Worst Jokes Ever
What is the difference between a feminist and a gorilla? One of them is fat and hairy, while the other one has a functional brain (the gorilla, of course).
I asked a Scottish friend of mine how many sexual partners he'd had. He started counting, but fell asleep.
My boss had the heart of a child.
In a jar. On his desk.
Flat Earther pickup line: "The Earth may be flat, but Uranus is round."
How do you get Wacko Jacko to come inside your shop? Have little boys' pants half off!
Why is there only 363 days in an orphan calendar? Because they don't have Mother's Day or Father's Day.
I hate the term feminazi. It is offensive to real Nazis.
Sometimes I wish my gf was here, that way we could have some fun in my bed. Then I realize she's right across the hall. (SWEET HOME ALABAMA)!!
What do you call a cute boy with Down syndrome?
Awwtistic.
My girlfriend told me the dishwasher was leaking, so I brought home some tampons.
Hey, did you know that 9/11 won a Grammy?
Yes, best comedy award.
Why does a heterosexual man believe that if a heterosexual man gets his dick sucked by another heterosexual man it's called a "brojob"?
Because it's male bonding.
My life is the joke.
What does a pedophile and a light switch have in common?
They both get turned on by children.
What's the difference between a depressed person and a pizza? Pizza won't cut itself.
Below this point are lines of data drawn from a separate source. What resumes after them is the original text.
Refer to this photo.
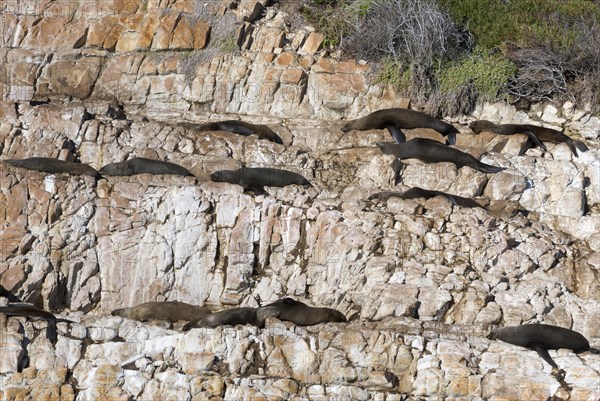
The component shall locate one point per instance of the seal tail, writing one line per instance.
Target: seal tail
(543, 352)
(535, 140)
(487, 168)
(51, 331)
(396, 133)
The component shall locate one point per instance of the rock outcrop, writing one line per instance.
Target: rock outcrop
(420, 281)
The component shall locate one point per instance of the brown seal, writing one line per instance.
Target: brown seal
(417, 192)
(54, 166)
(255, 179)
(541, 338)
(536, 134)
(396, 119)
(171, 311)
(29, 310)
(141, 165)
(303, 315)
(242, 128)
(430, 151)
(233, 317)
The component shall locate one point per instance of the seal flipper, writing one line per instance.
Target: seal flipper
(396, 133)
(543, 352)
(488, 168)
(534, 139)
(451, 139)
(258, 190)
(236, 129)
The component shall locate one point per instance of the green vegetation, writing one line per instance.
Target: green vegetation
(488, 70)
(523, 50)
(330, 18)
(526, 23)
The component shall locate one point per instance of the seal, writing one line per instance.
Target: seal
(29, 310)
(303, 315)
(541, 338)
(396, 119)
(54, 166)
(171, 311)
(242, 128)
(430, 151)
(255, 179)
(141, 165)
(535, 133)
(417, 192)
(234, 316)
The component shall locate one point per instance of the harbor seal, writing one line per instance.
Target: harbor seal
(171, 311)
(255, 179)
(430, 151)
(242, 128)
(32, 311)
(233, 317)
(141, 165)
(303, 315)
(417, 192)
(541, 338)
(396, 119)
(54, 166)
(536, 134)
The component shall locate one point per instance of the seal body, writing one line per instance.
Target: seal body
(541, 338)
(171, 311)
(417, 192)
(54, 166)
(303, 315)
(430, 151)
(256, 179)
(243, 128)
(396, 119)
(536, 134)
(140, 165)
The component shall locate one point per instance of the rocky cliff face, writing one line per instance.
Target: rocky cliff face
(420, 280)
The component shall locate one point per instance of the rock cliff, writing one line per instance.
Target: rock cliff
(421, 281)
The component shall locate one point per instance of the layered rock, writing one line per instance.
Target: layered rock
(421, 281)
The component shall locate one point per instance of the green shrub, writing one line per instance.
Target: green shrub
(523, 22)
(488, 70)
(330, 18)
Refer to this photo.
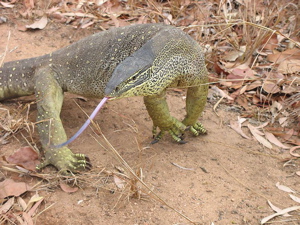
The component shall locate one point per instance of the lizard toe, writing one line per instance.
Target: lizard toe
(198, 129)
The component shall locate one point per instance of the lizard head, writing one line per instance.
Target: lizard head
(137, 75)
(132, 74)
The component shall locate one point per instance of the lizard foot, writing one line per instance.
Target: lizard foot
(176, 131)
(197, 129)
(65, 161)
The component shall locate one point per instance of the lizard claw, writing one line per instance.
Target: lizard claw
(198, 129)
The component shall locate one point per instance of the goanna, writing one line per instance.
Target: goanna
(137, 60)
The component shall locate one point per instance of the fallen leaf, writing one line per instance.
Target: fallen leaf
(270, 87)
(22, 203)
(235, 125)
(274, 140)
(35, 206)
(7, 205)
(40, 24)
(289, 66)
(282, 212)
(284, 188)
(7, 5)
(257, 134)
(119, 182)
(292, 151)
(295, 198)
(35, 198)
(27, 219)
(276, 209)
(283, 56)
(220, 93)
(9, 187)
(67, 188)
(288, 134)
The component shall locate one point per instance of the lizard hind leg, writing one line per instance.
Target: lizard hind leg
(158, 110)
(49, 96)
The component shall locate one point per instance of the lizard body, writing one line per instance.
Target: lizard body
(137, 60)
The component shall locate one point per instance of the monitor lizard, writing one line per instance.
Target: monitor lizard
(136, 60)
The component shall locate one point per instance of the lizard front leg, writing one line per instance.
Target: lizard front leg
(158, 110)
(49, 96)
(195, 102)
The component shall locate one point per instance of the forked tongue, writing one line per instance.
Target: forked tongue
(85, 125)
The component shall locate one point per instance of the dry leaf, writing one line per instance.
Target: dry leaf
(33, 199)
(236, 125)
(67, 188)
(276, 209)
(284, 188)
(40, 24)
(284, 211)
(283, 56)
(295, 198)
(292, 151)
(119, 182)
(9, 187)
(22, 203)
(7, 205)
(257, 134)
(7, 5)
(274, 140)
(270, 87)
(289, 66)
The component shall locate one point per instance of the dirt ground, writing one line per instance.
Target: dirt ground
(229, 181)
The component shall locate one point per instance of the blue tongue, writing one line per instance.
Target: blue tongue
(85, 125)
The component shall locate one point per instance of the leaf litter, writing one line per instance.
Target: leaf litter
(257, 64)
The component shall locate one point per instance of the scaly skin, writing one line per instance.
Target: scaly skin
(136, 60)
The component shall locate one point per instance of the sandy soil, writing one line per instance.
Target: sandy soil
(231, 177)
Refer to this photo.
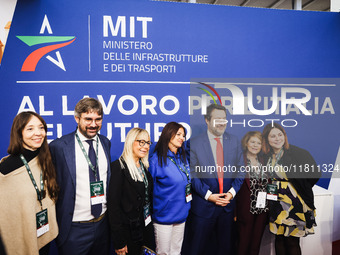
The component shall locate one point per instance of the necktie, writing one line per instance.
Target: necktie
(95, 209)
(220, 163)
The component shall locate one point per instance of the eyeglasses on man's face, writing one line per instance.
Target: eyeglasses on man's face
(89, 121)
(143, 142)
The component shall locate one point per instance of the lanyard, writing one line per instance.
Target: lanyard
(41, 193)
(145, 180)
(259, 165)
(277, 158)
(180, 168)
(87, 156)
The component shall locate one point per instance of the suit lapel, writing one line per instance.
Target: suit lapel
(208, 153)
(70, 156)
(129, 179)
(107, 154)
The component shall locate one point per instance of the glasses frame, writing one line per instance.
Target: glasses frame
(89, 121)
(142, 143)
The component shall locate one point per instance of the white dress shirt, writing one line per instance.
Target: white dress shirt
(82, 208)
(213, 144)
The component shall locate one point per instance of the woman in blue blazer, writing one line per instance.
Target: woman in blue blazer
(172, 189)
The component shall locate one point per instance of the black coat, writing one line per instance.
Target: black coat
(126, 200)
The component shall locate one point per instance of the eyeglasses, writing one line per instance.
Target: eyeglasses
(89, 121)
(143, 142)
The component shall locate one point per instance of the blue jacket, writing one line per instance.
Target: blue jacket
(169, 202)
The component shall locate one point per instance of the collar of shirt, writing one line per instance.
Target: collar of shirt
(83, 138)
(212, 137)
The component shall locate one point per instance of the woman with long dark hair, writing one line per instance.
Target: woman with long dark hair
(251, 204)
(291, 207)
(172, 189)
(28, 189)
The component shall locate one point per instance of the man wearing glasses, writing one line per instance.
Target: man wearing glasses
(82, 163)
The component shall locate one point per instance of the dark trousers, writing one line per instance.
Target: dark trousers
(91, 238)
(208, 236)
(250, 229)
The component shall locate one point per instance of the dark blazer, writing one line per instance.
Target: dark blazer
(201, 156)
(243, 196)
(125, 205)
(64, 160)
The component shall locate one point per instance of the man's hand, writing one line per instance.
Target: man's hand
(220, 199)
(122, 251)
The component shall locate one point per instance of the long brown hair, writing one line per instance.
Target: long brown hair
(44, 157)
(266, 148)
(162, 146)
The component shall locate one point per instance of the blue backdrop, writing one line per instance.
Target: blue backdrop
(139, 57)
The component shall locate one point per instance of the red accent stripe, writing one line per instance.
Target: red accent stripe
(213, 90)
(32, 60)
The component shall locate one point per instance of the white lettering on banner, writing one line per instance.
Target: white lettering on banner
(154, 129)
(162, 105)
(116, 56)
(42, 107)
(107, 108)
(64, 106)
(168, 105)
(150, 107)
(26, 101)
(121, 25)
(134, 102)
(127, 45)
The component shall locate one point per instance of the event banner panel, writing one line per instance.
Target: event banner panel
(146, 62)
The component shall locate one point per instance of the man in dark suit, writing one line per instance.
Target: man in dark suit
(215, 160)
(82, 163)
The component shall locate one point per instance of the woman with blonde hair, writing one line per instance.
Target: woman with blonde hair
(251, 204)
(291, 208)
(130, 196)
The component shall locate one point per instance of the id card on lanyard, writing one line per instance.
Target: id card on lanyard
(188, 192)
(41, 217)
(97, 192)
(96, 187)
Yesterday I saw an orphan walking down the street. I asked him if he was ok. He said no, so I asked him if he needed help. And he said yes, so I let him in my car and said, "Don't worry, you'll be home with you parents soon." He said, "My parents died." I said, "I know...." I went for the cliffs.
No, it's not just a crotch grab. Jacko was jacking it on stage when he saw a 6-year-old boy in the front row.
Why is the Leaning Tower of Pisa leaning? Because it has faster reflexes than the Twin Towers.
Last night, I burned an orphanage. There was one survivor who said I would regret it. I said, "What are you gonna do? Tell your parents?"
Why do nuns walk in groups?
So one “nun” can keep an eye on the other “nun” just to make sure that she isn’t getting "nun".